The study compared the river quality before the floating wetland treatment systems were commissioned in September 2014, and results from sampling done last year
The findings were presented to a freshwater conference in Invercargill last December.
The survey showed there had been a 97 per cent decrease of DRP from the Waipukurau plant and a 98 per cent decrease from the Waipawa plant since the upgrades.
In addition, it showed that before the upgrades the input upstream of the treatment plants contributed 15 per cent of the total phosphorus recorded, the plants' input was 34 per cent and downstream of the plants the contribution was 52 per cent.
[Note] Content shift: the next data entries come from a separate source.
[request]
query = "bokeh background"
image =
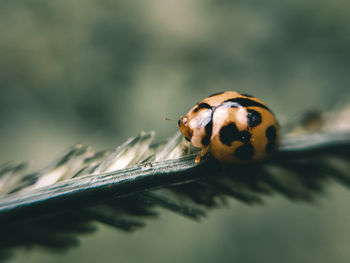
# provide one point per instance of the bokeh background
(97, 72)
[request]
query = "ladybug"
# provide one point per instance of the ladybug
(235, 127)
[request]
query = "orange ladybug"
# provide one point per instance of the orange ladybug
(235, 127)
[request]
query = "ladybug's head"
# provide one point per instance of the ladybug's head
(185, 129)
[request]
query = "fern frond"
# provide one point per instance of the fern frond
(121, 188)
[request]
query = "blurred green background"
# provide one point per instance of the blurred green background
(97, 72)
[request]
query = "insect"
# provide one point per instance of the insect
(235, 127)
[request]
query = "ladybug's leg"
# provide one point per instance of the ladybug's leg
(201, 153)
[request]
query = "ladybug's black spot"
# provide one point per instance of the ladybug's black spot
(202, 105)
(244, 152)
(253, 118)
(245, 102)
(271, 135)
(230, 133)
(245, 94)
(215, 94)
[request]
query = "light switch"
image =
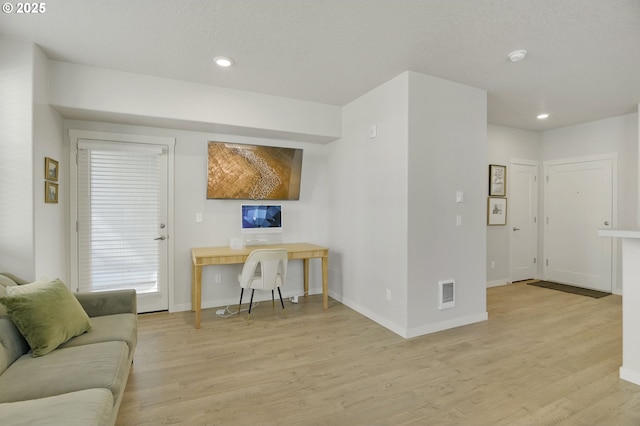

Since the upgrades, the upstream contribution had remained the same at 15 per cent, the treatment plants were now contributing less than 1 per cent and the downstream input was 85 per cent.
CHB District Council technical services manager Steve Thrush said the results were pleasing, given that reducing the phosphorus input into the river was one of the main reasons for the upgrades.
The council's resource consent for the plants allowed for an upper limit of 0.5mg/l and a lower limit of 0.25mg/l of DRP discharged from the plants, with provision for some exceedances.
Mr Thrush said the target was to be under those limits, which was being achieved, typically recording 0.1mg/l of DRP or less.
The Papanui Stream had previously been identified as a significant contributor of DRP to the Tukituki sub-catchment, at any one time potentially contributing up to 40 per cent of the total in the lower Tukituki River.
The Hawke's Bay Regional Council had been working with landowners in the Papanui catchment and a draft catchment management strategy was formulated in 2015.
Hawke's Bay Regional Council land management adviser Warwick Hesketh said it was still a priority catchment and farmers were being encouraged to prepare their farm management plans earlier than required under Plan Change 6.
"It's important to note that there's no real smoking gun there," he said, in terms of the source of phosphorus entering the river.
"We had thought it might be feedlots, or the Otane wastewater treatment plant or intensive cropping, but it's looking like it's a lot more complex than that."
Any improvements made in the catchment would take a long time to show up in samples, but the message was getting through to landowners, he said.